Nevus of ota
The nevus of Ota occurs in infancy or appears in adolescence as a blue-gray macule in the distribution of the trigeminal nerve. The lesion is unilateral in 90% of cases. Asian females are most commonly affected. Histologically, a benign dendritic melanocy-tosis is present in the papillary and upper reticular dermis. High-energy fluences of the Q-switched ruby laser results in lightening of the lesion, without scarring, after a few treatments.22
A malformation of epidermal melanocytes, Becker nevus occurs as a large area of hyperpigmentation and increased hair growth and is usually located on one shoulder. It appears most commonly in males during adolescence [see Figure 16]. Underlying bony and soft tissue abnormalities may be associated with this disorder.23
Light microscopy reveals hyperpigmentation of the basal layer of the epidermis, with melanin-containing phagocytes in the dermis but no nevus cells.
Congenital giant pigmented nevus
Giant pigmented nevus is an uncommon birthmark appearing sporadically in one in 20,000 live births. Its features are different from those of an ordinary acquired nevus. Lesions are often darkly pigmented, hairy, and slightly infiltrated, eventually becoming verrucous or nodular. They tend to occur in the distribution of a dermatome and may be quite extensive, as in bathing trunk nevus [see Figure 17]. Satellite lesions may be present. The condition not only is of cosmetic concern but also has a high association with malignant melanoma, with a reported 10% to 15% of nevus patients developing melanoma. Histologic features of an ordinary compound nevus, an intradermal nevus, a neural nevus, or a blue nevus may be present.1 Treatment consists of multiple operations to excise as much of the lesion as possible.

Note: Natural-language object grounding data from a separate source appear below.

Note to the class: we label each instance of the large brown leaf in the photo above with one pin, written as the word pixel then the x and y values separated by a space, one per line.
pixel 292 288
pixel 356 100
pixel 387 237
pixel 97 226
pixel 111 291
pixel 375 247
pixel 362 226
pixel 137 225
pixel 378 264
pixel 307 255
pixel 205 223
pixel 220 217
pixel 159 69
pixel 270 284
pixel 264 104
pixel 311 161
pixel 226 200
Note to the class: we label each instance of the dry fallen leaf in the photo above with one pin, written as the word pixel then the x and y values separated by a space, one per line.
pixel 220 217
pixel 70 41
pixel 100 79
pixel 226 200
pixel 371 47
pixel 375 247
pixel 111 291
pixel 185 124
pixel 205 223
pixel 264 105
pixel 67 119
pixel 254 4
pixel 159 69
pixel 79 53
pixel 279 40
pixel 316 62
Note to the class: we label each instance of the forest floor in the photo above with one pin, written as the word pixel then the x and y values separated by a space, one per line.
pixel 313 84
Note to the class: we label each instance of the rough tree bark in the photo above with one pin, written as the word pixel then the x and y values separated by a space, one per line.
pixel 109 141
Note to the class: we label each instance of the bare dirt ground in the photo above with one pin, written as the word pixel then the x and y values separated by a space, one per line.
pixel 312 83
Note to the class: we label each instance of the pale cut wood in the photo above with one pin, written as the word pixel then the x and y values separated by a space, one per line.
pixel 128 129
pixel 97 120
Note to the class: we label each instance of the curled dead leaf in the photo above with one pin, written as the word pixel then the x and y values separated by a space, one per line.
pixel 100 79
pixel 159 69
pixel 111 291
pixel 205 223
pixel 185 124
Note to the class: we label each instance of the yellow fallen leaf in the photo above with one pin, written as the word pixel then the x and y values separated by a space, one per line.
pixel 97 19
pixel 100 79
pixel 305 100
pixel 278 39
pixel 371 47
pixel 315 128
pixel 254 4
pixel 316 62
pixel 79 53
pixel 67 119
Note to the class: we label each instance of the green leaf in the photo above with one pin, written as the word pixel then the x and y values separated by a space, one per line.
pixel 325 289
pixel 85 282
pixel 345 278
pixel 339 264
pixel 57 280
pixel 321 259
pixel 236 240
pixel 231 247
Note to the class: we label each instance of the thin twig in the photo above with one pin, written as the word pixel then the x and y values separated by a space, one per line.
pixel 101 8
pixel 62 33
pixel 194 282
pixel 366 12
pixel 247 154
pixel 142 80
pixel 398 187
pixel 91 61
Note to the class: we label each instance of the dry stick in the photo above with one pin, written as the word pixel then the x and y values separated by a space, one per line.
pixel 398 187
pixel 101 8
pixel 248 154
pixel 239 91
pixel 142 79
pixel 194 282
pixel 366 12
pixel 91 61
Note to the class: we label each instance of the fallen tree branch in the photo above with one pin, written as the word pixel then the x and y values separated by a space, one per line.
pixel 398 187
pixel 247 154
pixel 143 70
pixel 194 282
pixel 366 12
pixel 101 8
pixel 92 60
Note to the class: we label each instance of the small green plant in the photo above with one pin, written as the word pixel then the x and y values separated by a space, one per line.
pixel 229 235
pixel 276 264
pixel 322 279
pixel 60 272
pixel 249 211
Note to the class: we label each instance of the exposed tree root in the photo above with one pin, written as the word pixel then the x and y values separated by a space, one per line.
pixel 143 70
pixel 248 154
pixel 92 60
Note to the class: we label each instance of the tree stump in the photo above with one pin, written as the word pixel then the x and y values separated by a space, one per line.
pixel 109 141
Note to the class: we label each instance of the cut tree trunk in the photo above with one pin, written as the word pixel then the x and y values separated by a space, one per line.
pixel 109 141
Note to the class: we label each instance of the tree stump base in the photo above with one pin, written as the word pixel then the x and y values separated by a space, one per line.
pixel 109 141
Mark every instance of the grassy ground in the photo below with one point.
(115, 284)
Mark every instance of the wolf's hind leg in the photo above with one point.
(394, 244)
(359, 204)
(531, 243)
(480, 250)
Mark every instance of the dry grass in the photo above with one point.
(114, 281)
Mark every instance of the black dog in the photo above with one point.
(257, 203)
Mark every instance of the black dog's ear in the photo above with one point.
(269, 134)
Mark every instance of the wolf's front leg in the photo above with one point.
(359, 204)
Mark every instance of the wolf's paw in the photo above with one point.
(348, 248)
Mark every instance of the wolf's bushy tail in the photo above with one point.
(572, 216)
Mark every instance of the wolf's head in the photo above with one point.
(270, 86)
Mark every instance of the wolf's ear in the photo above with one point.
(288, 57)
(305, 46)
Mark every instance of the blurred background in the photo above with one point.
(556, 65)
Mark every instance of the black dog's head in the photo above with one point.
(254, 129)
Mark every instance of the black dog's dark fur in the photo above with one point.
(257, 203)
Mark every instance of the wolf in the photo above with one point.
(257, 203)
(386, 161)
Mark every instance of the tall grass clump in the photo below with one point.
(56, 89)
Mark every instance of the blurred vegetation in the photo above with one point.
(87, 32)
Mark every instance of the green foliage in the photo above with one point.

Lesions on the scalp and neck may be associated with neuro-cutaneous melanosis of the leptomeninges that can be complicated by epilepsy, mental retardation, or central nervous system melanoma. Large congenital melanocytic nevi (LCMN) carry a poor prognosis in the presence of CNS signs or symptoms such as abnormal reflexes, hydrocephalus, and papilledema. Posterior axial LCMN, especially in association with satellite nevi, is a risk factor for CNS melanosis. Magnetic resonance imaging should be considered in the evaluation of newborns with these findings. In one study, CNS involvement occurred in 33 of 289 patients with LCMN. All the patients with CNS involvement had nevi in the posterior axial location. Satellite nevi were present in 31 of the 33 patients.24 These findings suggest that melan-ocytic malformation occurs during the migration of neural crest cells that give rise to cutaneous leptomeningeal melanocytes. Malformation resulting in LCMN on the extremities occurs after migration from the neural crest and is not associated with CNS melanosis.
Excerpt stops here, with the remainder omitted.